A Suprema Corte foi acionada pelo governo e a decisão da Corte de Columbia foi anulada por cinco votos a quatro para confirmar a constitucionalidade da reforma de 1954 e a anulação da aposentadoria de Eprham Nestor. O ponto-chave do acórdão é a afirmação de que a relação jurídica de seguridade social é relação jurídica legal e não contratual, que não se caracteriza como direito de propriedade. O legislador fica assim autorizado a alterá-lo. Essa decisão, que teve como relator o juiz John Harlan, aproveita os precedentes da “trilogia” de julgamentos sobre a constitucionalidade da lei de seguridade social de 1935 para fazer descrição exemplar do verdadeiro conceito de seguridade social e de inexistência de direitos subjetivos, isto é, direito adquirido.
A corte considerou, destarte: 1) que a natureza do regime de seguridade social impede a sua analogia ao criar direitos de propriedade adquiridos; 2) que o regime de previdência social é legal e não contratual. Ademais, que a seguridade social é constituída por regimes caracterizados como seguros sociais e não como regimes privados. Para os juízes americanos, o seguro social não pode ser considerado da mesma natureza que as annuitys, que são formas contratuais privadas, enquanto os benefícios da previdência social são de natureza legal e variam de acordo com a vontade da sociedade, representada pelo Parlamento.
Em outro caso histórico, United States v. Cleveland Indians Baseball Co., de 17 de abril de 2001, a Corte Suprema decidiu claramente que o conceito de benefícios previdenciários da seguridade social não deve ser confundido com a natureza jurídica dos benefícios pagos pelos planos de previdência privada, principalmente pelo fato daqueles não produzirem direito de propriedade sobre os benefícios. : “Although Social Security taxes are used to pay for Social Security benefits in the aggregate, there is no direct relation between taxes and benefits at the level of an individual employee. As the Company itself acknowledges, ‘Social Security tax ‘contributions,’ unlike private pension contributions, do not create in the contributor a property right to benefits against the government, and wages rather than [tax] contributions are the statutory basis for calculating an individual’s benefits.’ Brief for Respondent”.

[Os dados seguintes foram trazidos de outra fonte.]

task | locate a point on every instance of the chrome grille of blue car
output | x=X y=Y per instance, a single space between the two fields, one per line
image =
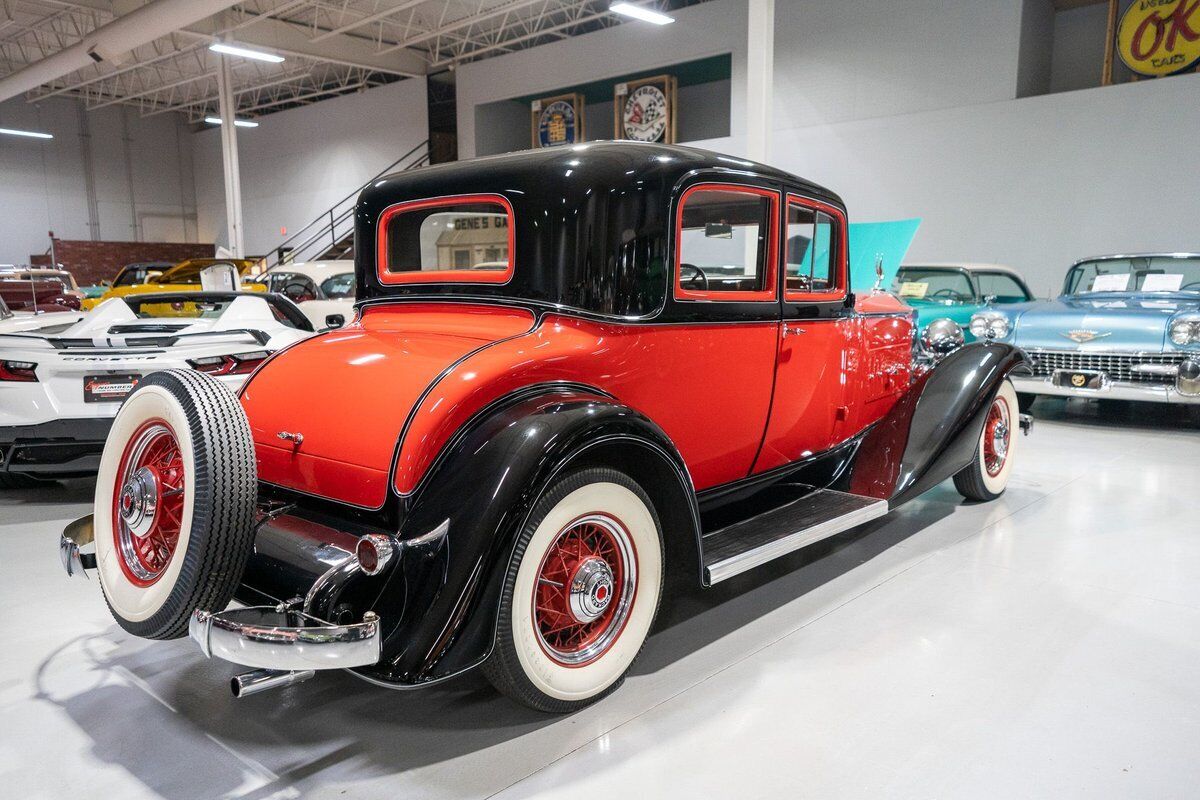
x=1117 y=366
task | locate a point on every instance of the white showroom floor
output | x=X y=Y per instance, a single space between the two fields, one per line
x=1043 y=645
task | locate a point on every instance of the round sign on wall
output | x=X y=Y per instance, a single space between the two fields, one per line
x=557 y=124
x=646 y=114
x=1161 y=37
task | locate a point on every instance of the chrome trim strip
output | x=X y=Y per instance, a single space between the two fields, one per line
x=245 y=637
x=750 y=559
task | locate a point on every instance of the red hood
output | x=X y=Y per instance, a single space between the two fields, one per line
x=348 y=394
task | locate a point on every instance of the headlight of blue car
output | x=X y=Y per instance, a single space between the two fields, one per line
x=990 y=325
x=1186 y=330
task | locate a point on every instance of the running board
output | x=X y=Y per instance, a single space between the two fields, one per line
x=822 y=513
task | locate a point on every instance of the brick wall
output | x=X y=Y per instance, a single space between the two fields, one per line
x=93 y=262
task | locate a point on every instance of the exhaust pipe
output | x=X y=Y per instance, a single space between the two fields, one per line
x=261 y=680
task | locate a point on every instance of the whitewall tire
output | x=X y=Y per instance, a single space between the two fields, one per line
x=581 y=593
x=987 y=476
x=174 y=503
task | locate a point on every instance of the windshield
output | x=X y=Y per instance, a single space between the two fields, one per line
x=1135 y=274
x=933 y=284
x=339 y=287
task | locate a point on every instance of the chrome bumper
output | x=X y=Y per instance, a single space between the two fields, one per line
x=1109 y=390
x=271 y=637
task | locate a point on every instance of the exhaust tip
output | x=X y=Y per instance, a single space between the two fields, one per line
x=262 y=680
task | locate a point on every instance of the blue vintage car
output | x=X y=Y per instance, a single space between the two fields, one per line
x=1125 y=328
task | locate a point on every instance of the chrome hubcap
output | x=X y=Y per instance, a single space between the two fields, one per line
x=1000 y=440
x=139 y=500
x=591 y=589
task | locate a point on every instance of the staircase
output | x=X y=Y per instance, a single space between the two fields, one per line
x=330 y=236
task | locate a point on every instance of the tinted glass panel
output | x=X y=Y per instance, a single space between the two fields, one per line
x=469 y=238
x=724 y=241
x=1003 y=288
x=810 y=253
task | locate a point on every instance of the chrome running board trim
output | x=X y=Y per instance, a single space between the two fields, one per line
x=831 y=513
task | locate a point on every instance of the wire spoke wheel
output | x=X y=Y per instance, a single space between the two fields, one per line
x=996 y=437
x=586 y=587
x=148 y=501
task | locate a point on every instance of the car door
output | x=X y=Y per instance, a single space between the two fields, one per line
x=809 y=405
x=714 y=364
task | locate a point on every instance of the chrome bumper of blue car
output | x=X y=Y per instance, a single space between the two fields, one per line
x=280 y=638
x=1107 y=390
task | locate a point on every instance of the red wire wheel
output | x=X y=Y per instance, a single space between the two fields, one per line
x=996 y=437
x=585 y=591
x=148 y=503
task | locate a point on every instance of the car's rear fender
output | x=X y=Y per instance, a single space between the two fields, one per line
x=480 y=493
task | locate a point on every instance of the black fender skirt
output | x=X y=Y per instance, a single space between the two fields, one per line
x=444 y=591
x=933 y=431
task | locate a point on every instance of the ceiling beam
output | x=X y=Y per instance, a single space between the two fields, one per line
x=288 y=38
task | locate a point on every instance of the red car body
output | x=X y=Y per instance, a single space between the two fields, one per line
x=681 y=319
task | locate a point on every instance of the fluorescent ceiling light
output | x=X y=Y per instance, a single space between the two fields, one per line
x=239 y=124
x=231 y=49
x=639 y=12
x=33 y=134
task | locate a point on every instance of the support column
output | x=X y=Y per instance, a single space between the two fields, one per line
x=229 y=157
x=760 y=78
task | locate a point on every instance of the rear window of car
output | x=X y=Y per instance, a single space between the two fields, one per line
x=447 y=240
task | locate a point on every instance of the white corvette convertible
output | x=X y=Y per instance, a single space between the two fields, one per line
x=60 y=385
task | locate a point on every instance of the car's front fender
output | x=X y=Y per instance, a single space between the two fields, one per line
x=933 y=431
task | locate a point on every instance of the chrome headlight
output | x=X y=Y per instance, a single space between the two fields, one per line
x=942 y=337
x=1185 y=330
x=990 y=325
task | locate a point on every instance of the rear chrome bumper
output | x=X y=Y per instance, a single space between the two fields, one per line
x=1109 y=390
x=273 y=637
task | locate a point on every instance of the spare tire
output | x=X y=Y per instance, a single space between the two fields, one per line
x=174 y=510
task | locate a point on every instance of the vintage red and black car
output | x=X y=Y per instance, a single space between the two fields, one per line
x=571 y=373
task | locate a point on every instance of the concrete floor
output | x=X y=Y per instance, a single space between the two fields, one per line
x=1047 y=644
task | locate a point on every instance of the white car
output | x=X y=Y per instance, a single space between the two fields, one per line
x=60 y=385
x=324 y=290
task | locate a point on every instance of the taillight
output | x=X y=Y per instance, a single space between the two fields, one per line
x=21 y=371
x=229 y=365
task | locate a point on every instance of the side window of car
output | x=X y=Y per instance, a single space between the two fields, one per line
x=814 y=266
x=726 y=244
x=1005 y=288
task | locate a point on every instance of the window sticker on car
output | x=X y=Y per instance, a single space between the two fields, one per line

Sob a perspectiva jurídica, os fundos de pensão e a previdência complementar no Estados Unidos não podem ser qualificados como componentes do sistema de seguridade social. Nesse país, o regime de previdência privada, regulado pela ERISA, é, no limite, classificado como programs related to social sécurity. Não são elementos que integram ou são regidos pelos princípios da seguridade social. A relação de fato dos fundos de pensão com a previdência social seria bastante indireta. A legislação norte-americana andou bem em separá-los claramente.